Ora, ora, afinal admite que estou vivo. Foi um grande passo. Então para que o papel?
– Já disse, para evitar fraudes – num tom que exalava irritação. – Não posso fazer nada e o senhor tem que desocupar o guichê. Está atrasando o atendimento.
  Você tem razão. O atendimento está atrasado. Vinte anos ou trinta. Mas não por minha causa. E vou lhe contar uma coisa: quem furta documentos também pode ir com a identidade furtada e dois comparsas a um cartório e passar essa declaração. Já pensou nisso?

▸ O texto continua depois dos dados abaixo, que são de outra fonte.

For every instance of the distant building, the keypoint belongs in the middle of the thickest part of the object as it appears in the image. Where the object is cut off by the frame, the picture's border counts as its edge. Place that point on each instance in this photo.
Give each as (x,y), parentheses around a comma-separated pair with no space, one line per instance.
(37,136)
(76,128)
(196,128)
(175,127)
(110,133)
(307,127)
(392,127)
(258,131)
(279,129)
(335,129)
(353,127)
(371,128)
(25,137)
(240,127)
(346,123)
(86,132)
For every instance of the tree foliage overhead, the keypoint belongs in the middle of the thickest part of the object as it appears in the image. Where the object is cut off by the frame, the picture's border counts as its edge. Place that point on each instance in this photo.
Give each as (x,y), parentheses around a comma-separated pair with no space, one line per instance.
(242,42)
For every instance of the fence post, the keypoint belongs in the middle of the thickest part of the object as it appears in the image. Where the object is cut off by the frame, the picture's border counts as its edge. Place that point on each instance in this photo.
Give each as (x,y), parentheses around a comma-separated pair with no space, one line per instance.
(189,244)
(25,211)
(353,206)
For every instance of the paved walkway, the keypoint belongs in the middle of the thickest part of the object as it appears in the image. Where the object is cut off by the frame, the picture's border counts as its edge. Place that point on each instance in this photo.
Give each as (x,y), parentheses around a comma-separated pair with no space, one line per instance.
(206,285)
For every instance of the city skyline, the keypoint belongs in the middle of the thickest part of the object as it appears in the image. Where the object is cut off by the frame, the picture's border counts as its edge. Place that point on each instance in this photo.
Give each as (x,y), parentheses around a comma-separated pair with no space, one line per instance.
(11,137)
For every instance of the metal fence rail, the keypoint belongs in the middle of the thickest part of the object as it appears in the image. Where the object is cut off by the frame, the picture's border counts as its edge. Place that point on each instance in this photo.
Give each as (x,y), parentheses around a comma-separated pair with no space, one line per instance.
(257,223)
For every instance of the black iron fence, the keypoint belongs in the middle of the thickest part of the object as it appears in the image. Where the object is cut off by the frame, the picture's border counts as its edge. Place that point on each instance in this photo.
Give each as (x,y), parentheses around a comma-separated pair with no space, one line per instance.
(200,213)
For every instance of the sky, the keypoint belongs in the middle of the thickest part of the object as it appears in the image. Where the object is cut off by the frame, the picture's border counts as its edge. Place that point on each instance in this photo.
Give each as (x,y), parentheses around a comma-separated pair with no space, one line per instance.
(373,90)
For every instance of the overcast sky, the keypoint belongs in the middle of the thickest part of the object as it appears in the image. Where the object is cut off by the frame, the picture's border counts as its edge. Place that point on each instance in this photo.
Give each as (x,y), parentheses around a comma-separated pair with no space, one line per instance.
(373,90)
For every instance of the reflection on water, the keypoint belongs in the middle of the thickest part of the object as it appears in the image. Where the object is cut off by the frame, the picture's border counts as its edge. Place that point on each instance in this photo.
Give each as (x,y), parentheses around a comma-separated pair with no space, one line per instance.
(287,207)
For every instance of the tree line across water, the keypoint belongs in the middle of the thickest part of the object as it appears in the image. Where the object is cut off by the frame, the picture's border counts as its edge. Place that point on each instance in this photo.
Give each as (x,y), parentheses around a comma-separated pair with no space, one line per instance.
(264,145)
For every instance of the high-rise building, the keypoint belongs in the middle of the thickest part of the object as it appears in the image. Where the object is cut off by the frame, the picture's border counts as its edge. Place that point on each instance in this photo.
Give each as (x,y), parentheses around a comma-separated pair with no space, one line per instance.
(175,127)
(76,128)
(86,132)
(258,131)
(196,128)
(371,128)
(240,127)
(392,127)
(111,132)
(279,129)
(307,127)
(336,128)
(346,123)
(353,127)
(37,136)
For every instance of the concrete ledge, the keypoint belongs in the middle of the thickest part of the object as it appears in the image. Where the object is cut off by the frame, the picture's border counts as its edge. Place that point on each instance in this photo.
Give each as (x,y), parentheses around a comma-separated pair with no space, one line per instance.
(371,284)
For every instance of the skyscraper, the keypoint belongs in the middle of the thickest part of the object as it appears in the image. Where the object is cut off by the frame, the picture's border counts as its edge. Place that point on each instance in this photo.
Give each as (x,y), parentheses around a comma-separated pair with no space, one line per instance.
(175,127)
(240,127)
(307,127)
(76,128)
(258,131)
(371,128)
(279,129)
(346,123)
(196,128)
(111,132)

A jovem corou e se contorceu na cadeira. Gervásio a imaginou em plena metamorfose ofídia, mas não se intimidou. O médico receitou o remédio de pressão feito de veneno de cobra. Estou imunizado.
– Senhor...
– Mas sabe, há algo que você pode fazer – arrematou, com toda a calma do mundo. – Diga aos seus chefes que alguém lúcido passou por aqui. Que começamos a enxergar. Quem sabe uma alma se salva e alguém decide poupar os idosos de mais um transtorno e uma despesa no fim miserável de suas vidas.
A moça franziu o cenho e emudeceu. Gervásio viu que ela estava em choque.
Anafilático, por certo. Deve ter mordido o lábio.
– Agora preciso ir para você destilar o veneno burocrático em outras vítimas.
Virou-se e saiu aturdido porta afora. Caminhou a esmo por uns dez minutos. Suas pernas de cera o levaram a uma pracinha onde um banco vazio o convidou a sentar. A seus pés, formigas diminutas cruzavam o chão produtivas e orgulhosas, carregando folhas. Sentiu-se menor do que elas. Impossível encarar a experiência que vivera como um mero contratempo. Era muito mais. Uma tatuagem em brasa na sua pele escarnecida. A que se resumia sua existência de quase oitenta anos?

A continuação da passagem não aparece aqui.